The Country’s Border Reopens

However, Qantas has decided that its Kangaroo Route will be rerouted via Darwin, Australia — in the Northern Territory  — instead of Perth, Australia until June. The decision came before the Supreme Court’s rule. Despite the country’s international border having reopened, the state of Western Australia remains closed until March 3 due to the omicron variant. According to the airline, Qantas currently operates daily flights from Melbourne, Australia and Sydney to London’s Heathrow Airport on its Boeing 787 Dreamliner.

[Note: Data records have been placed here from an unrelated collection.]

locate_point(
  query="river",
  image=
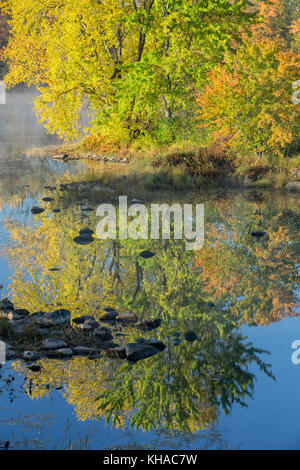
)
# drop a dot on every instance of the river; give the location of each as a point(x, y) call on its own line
point(234, 387)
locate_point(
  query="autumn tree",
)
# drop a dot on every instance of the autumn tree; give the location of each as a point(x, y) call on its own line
point(129, 63)
point(4, 29)
point(247, 98)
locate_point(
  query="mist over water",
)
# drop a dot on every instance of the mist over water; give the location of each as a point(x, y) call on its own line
point(65, 414)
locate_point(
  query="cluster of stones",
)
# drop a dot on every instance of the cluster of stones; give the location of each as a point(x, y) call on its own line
point(99, 338)
point(91, 156)
point(294, 186)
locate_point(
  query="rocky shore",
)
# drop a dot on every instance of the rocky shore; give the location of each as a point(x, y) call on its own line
point(57, 335)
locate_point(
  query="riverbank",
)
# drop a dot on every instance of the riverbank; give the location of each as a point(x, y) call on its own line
point(179, 169)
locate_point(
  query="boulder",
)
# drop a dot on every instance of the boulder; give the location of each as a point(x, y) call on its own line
point(190, 336)
point(6, 304)
point(60, 353)
point(103, 334)
point(37, 210)
point(31, 356)
point(82, 350)
point(150, 324)
point(296, 175)
point(156, 344)
point(58, 317)
point(9, 315)
point(108, 316)
point(293, 186)
point(53, 343)
point(82, 319)
point(126, 318)
point(116, 353)
point(137, 351)
point(19, 326)
point(22, 312)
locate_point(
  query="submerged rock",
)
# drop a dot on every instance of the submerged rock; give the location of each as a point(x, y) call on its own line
point(190, 336)
point(126, 318)
point(31, 356)
point(137, 351)
point(19, 326)
point(293, 186)
point(103, 334)
point(82, 350)
point(53, 343)
point(108, 316)
point(150, 324)
point(258, 233)
point(86, 231)
point(135, 200)
point(156, 344)
point(83, 239)
point(37, 210)
point(82, 319)
point(116, 353)
point(58, 317)
point(48, 199)
point(22, 312)
point(60, 353)
point(12, 316)
point(6, 304)
point(147, 254)
point(34, 367)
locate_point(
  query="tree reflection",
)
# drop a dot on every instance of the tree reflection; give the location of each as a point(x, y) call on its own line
point(183, 388)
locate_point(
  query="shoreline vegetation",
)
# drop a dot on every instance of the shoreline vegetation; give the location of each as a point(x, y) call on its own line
point(196, 93)
point(160, 173)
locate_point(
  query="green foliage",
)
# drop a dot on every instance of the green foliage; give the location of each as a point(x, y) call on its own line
point(127, 62)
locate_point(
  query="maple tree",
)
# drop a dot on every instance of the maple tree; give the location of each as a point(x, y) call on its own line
point(128, 63)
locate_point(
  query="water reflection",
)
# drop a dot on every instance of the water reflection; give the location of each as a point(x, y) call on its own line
point(236, 278)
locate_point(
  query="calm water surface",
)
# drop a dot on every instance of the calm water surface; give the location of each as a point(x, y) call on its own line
point(235, 387)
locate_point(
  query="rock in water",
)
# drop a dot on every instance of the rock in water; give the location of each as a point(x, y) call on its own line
point(103, 334)
point(293, 186)
point(147, 254)
point(59, 317)
point(30, 356)
point(83, 240)
point(258, 233)
point(82, 319)
point(37, 210)
point(116, 353)
point(53, 343)
point(108, 316)
point(34, 367)
point(82, 350)
point(127, 318)
point(150, 324)
point(60, 353)
point(156, 344)
point(86, 231)
point(190, 336)
point(137, 351)
point(22, 312)
point(48, 199)
point(6, 304)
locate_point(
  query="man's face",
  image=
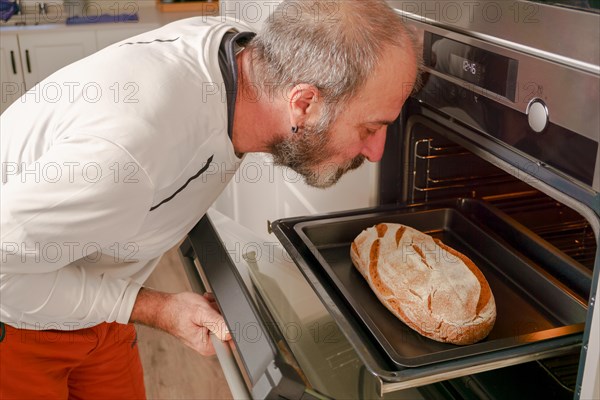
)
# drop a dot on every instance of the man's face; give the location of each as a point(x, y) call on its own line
point(322, 153)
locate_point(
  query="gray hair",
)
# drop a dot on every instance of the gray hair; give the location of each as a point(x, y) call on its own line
point(333, 45)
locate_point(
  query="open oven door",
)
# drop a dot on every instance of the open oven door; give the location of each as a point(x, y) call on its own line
point(251, 363)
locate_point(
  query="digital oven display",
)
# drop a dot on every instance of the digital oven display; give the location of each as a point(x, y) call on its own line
point(470, 71)
point(471, 64)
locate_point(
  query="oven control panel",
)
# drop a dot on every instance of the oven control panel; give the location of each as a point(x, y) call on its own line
point(544, 110)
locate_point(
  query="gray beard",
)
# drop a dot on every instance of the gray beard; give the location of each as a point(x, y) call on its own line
point(307, 152)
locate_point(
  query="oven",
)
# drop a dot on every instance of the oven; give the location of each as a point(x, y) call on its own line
point(498, 156)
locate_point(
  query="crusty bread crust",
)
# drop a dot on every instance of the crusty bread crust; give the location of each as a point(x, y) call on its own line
point(434, 289)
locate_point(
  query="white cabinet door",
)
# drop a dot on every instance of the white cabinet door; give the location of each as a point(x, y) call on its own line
point(109, 36)
point(43, 54)
point(11, 74)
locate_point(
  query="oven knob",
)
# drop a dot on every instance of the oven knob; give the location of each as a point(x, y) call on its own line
point(537, 115)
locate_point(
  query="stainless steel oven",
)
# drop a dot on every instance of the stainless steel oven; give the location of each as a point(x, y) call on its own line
point(498, 155)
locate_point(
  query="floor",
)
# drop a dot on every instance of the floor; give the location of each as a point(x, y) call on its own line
point(172, 370)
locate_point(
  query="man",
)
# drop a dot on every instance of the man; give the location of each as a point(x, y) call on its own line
point(98, 184)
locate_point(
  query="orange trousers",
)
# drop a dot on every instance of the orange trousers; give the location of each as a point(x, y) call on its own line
point(101, 362)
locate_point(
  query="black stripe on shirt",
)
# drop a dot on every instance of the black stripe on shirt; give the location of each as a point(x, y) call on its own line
point(185, 184)
point(153, 41)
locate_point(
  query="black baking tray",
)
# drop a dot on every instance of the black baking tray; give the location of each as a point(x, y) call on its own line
point(531, 304)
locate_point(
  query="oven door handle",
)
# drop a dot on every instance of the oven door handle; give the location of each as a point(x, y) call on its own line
point(213, 269)
point(232, 374)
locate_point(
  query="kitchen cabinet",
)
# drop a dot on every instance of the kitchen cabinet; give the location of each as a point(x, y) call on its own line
point(27, 57)
point(11, 74)
point(44, 53)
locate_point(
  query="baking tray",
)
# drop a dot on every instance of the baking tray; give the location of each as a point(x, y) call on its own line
point(530, 303)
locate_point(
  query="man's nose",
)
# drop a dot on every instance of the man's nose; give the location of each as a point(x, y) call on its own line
point(374, 145)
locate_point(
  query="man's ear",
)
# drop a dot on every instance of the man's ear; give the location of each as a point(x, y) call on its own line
point(303, 104)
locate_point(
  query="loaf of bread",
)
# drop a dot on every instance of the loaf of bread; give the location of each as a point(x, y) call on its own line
point(432, 288)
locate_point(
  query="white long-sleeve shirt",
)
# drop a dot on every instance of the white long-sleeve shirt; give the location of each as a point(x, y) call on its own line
point(107, 164)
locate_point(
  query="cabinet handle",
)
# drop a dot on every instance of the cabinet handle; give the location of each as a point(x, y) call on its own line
point(12, 62)
point(27, 60)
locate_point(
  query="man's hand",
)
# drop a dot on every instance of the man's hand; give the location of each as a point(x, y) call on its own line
point(187, 316)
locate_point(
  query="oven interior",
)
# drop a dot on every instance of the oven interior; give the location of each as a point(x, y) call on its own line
point(437, 168)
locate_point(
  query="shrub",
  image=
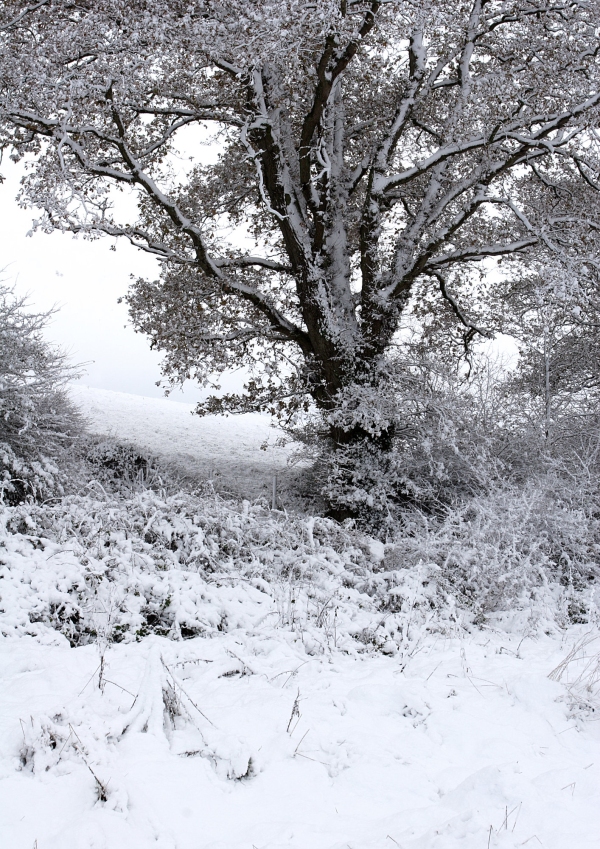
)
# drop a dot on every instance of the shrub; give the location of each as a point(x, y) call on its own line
point(38, 422)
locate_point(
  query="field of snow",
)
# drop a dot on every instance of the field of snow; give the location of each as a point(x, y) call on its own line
point(239, 453)
point(303, 717)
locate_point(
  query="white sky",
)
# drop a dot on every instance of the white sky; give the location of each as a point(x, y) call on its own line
point(85, 279)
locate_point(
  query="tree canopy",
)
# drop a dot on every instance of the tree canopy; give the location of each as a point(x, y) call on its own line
point(369, 153)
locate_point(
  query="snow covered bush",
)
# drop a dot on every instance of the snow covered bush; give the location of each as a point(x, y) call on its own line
point(512, 547)
point(418, 436)
point(38, 423)
point(119, 568)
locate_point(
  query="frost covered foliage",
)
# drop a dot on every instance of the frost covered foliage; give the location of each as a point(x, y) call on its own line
point(38, 422)
point(420, 435)
point(515, 542)
point(114, 568)
point(118, 569)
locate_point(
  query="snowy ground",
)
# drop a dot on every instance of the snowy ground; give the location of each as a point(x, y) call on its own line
point(239, 453)
point(471, 745)
point(258, 738)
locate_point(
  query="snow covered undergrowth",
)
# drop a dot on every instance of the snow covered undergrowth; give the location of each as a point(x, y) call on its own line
point(183, 671)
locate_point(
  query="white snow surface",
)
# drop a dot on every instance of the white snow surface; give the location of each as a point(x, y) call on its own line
point(227, 449)
point(278, 729)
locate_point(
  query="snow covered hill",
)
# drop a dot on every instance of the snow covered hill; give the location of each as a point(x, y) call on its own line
point(239, 453)
point(187, 674)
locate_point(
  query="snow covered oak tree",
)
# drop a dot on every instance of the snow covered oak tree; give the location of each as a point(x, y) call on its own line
point(369, 153)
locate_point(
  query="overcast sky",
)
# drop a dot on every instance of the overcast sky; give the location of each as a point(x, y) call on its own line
point(85, 279)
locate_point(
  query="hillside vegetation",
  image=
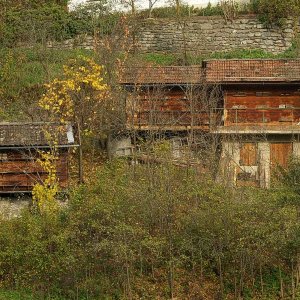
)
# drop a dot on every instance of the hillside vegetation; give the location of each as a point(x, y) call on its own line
point(135, 231)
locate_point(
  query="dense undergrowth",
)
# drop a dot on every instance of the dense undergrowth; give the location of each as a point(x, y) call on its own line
point(145, 232)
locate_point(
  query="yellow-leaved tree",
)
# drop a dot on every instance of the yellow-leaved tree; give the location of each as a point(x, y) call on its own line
point(75, 98)
point(78, 96)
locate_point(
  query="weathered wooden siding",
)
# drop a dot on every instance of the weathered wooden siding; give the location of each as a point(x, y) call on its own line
point(280, 154)
point(20, 171)
point(262, 106)
point(171, 109)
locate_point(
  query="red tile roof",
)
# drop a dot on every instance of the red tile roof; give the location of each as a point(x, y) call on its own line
point(163, 75)
point(253, 70)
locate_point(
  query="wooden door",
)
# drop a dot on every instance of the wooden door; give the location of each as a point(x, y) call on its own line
point(280, 153)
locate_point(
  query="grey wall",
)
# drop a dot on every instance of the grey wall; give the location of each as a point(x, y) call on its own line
point(199, 35)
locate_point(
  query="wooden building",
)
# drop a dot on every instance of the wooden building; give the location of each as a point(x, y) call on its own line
point(252, 106)
point(260, 116)
point(167, 99)
point(20, 147)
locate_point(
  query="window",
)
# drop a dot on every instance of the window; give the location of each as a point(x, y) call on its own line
point(248, 154)
point(263, 94)
point(3, 157)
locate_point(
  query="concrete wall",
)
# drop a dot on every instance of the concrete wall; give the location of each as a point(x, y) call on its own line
point(230, 160)
point(200, 35)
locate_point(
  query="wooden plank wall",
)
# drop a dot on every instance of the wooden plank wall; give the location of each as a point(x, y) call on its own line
point(262, 105)
point(19, 170)
point(280, 154)
point(168, 107)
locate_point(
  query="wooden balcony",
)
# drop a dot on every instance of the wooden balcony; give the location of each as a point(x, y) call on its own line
point(285, 120)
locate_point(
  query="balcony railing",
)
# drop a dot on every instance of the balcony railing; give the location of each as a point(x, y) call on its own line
point(217, 117)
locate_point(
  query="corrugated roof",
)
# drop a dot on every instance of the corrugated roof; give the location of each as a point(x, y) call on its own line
point(252, 70)
point(34, 134)
point(162, 75)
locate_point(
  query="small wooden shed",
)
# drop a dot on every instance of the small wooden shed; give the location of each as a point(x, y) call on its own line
point(169, 98)
point(20, 148)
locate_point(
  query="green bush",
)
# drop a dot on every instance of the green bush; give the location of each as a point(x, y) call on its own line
point(151, 232)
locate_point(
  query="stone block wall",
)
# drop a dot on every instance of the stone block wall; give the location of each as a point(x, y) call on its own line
point(200, 35)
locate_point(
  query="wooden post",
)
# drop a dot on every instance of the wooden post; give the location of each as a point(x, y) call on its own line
point(80, 156)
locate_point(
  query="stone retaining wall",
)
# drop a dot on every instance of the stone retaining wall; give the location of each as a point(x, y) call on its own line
point(200, 35)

In addition, after nearly two years of closing its border, Australia has welcomed international travelers. International travelers who have been fully vaccinated can avoid quarantine, but unvaccinated travelers need to take a 14-day quarantine.

“The thousands of international tourists arriving this week and many more over the coming months will help kickstart the tourism industry which has done it tough for the past couple of years.” Alan Joyce, CEO of Qantas said.